On Tuesday, two Russian Su-27 Flanker jets collided with an unmanned US Reaper drone operating over the Black Sea.
And then just hours later, UK joined Germany in sending fighter jets to intercept a Russian aircraft in Estonian airspace.
The show of force saw the pair of British and German Typhoon jets react to a Russian air-to-air refuelling aircraft, after it failed to communicate with Estonian air traffic control.
US and Russian officials have conflicting accounts of the collision between the jets and the drone and have both blamed the other.
But a Pentagon spokesman raised the possibility that the Defense Department could eventually declassify and release video of the collision.
The Pentagon and US European Command said the Russian jets flew around and in front of the drone several times for 30 to 40 minutes and then one of the aircraft “struck the propeller of the MQ-9, causing US forces to have to bring the MQ-9 down in international waters”.
The Russian Defense Ministry said the US drone was flying near the Russian border and intruded into an area that was declared off-limits by authorities.
It claimed that “as a result of sharp manoeuvre, the US drone went into uncontrollable flight with a loss of altitude and collided with the water surface”.
Analysis by Chris Hughes, the Mirror's Defence Editor
The downing of a £32m US MQ-9 drone by Russian SU-27 fighters — followed so soon by a UK-German NATO interception of a Moscow warplane — is a big escalation.
It is impossible to separate the two as every muscle flex by the Kremlin is a test of western reaction times and the degree of severity of NATO’s response each time.
With every aerial confrontation, such as the frequent Russian long-range bomber approaches to UK airspace, there is always the possibility of an interception escalating.
As is often the case, the Russian refuelling plane failed to transpond to Estonia, endangering civilian aircraft and doing nothing to indicate a lack of hostile intent.
RAF and German Typhoons on a joint NATO mission being scrambled to intercept a Russian plane is a symbolic and significant shift — a gear change in NATO’s resolve.
It was NATO’s first air-policing mission in the region as the UK prepares to take the lead in protecting Estonia with its fast jet formations.

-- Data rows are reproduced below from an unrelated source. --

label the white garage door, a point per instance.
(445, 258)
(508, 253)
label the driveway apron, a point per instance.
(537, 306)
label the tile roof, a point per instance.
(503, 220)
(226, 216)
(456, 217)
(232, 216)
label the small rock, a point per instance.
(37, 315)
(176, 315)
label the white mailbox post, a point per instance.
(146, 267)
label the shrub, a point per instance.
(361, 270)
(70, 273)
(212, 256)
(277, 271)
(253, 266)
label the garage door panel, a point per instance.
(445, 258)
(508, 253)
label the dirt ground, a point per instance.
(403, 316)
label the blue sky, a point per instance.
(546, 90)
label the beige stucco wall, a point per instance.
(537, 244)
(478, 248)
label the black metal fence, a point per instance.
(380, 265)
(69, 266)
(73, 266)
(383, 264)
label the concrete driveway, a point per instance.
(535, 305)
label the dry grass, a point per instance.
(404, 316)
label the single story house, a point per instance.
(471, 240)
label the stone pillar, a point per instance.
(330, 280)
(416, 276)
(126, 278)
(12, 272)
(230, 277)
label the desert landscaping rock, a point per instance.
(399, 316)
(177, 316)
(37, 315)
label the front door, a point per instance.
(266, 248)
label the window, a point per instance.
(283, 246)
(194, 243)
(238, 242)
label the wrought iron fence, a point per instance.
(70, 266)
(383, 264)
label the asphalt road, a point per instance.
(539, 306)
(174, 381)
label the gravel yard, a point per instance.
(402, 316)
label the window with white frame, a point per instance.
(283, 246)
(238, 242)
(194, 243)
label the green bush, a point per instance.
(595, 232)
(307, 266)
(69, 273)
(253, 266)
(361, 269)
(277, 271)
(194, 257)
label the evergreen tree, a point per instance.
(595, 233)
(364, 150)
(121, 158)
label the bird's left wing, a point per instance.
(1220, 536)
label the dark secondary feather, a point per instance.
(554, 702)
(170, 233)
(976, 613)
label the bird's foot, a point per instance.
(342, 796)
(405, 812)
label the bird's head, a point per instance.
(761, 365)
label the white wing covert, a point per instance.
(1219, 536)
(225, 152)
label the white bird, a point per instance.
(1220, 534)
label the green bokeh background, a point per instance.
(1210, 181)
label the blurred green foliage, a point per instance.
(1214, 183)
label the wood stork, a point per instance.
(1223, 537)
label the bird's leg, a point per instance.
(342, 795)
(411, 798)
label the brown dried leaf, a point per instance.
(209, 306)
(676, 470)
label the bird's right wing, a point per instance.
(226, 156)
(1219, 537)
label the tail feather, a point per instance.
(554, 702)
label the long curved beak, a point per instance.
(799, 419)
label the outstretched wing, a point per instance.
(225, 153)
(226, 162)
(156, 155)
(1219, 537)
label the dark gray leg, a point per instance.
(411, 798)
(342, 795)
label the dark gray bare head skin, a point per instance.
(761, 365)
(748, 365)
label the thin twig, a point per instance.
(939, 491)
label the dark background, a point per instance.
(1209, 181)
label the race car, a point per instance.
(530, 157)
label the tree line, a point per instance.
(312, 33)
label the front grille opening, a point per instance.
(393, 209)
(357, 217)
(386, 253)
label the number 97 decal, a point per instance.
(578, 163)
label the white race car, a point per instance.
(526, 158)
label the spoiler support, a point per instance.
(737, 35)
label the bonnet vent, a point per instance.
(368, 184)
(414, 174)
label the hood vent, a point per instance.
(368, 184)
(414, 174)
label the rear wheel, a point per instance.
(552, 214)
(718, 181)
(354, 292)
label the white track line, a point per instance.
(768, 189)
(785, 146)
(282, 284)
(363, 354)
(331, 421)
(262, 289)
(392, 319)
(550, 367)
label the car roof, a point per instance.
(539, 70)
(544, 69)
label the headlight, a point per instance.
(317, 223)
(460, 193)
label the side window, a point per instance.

German and UK pilots flying on their first mission together may even prompt more ridiculous rhetoric from the Kremlin about European fascists threatening the Motherland.
This would not come as a surprise.
This GRU agency-promoted nonsense has become embedded in Russia ’s argument for the invasion of Ukraine and though spurious, the theory actually exists.
NATO jets and Russian warplanes have been playing this game of cat and mouse for years but there has always been, though minute, a danger of something going wrong.
As well as testing responses, it is also aimed at creating tension, putting countries on edge, and fabricating conflict out of nothing - a tactic to intimidate and unnerve perceived enemies.
One of the two Russian TU-27s actually colliding with the US unmanned spy plane forcing it to be brought down into the Black Sea is different.
The TU-27 is known for its amazing manoeuvrability so it was clearly deliberate.
It could have only been worse and more threatening if a manned plane had been forced to ditch after a collision with a Russian warplane, its pilot ejecting and landing in the Black Sea, prompting a search and rescue mission.
Russia has yet again demonstrated its determination to keep prodding NATO, to keep jabbing away to test the distance like a boxer - but this time the punch actually landed.
And behind the scenes, NATO commanders will be reviewing their response to the Russian threat and possibly escalating themselves.
Manned UK Rivet Joint spy planes patrol the skies above Ukraine and the Black Sea frequently.
They are there, along with the drones, to monitor Russian troops' movements and listen to communications.
But in future patrols it is possible NATO commanders will now have to escalate military protection of these patrols.
And this may take the West closer to a direct clash with the Kremlin.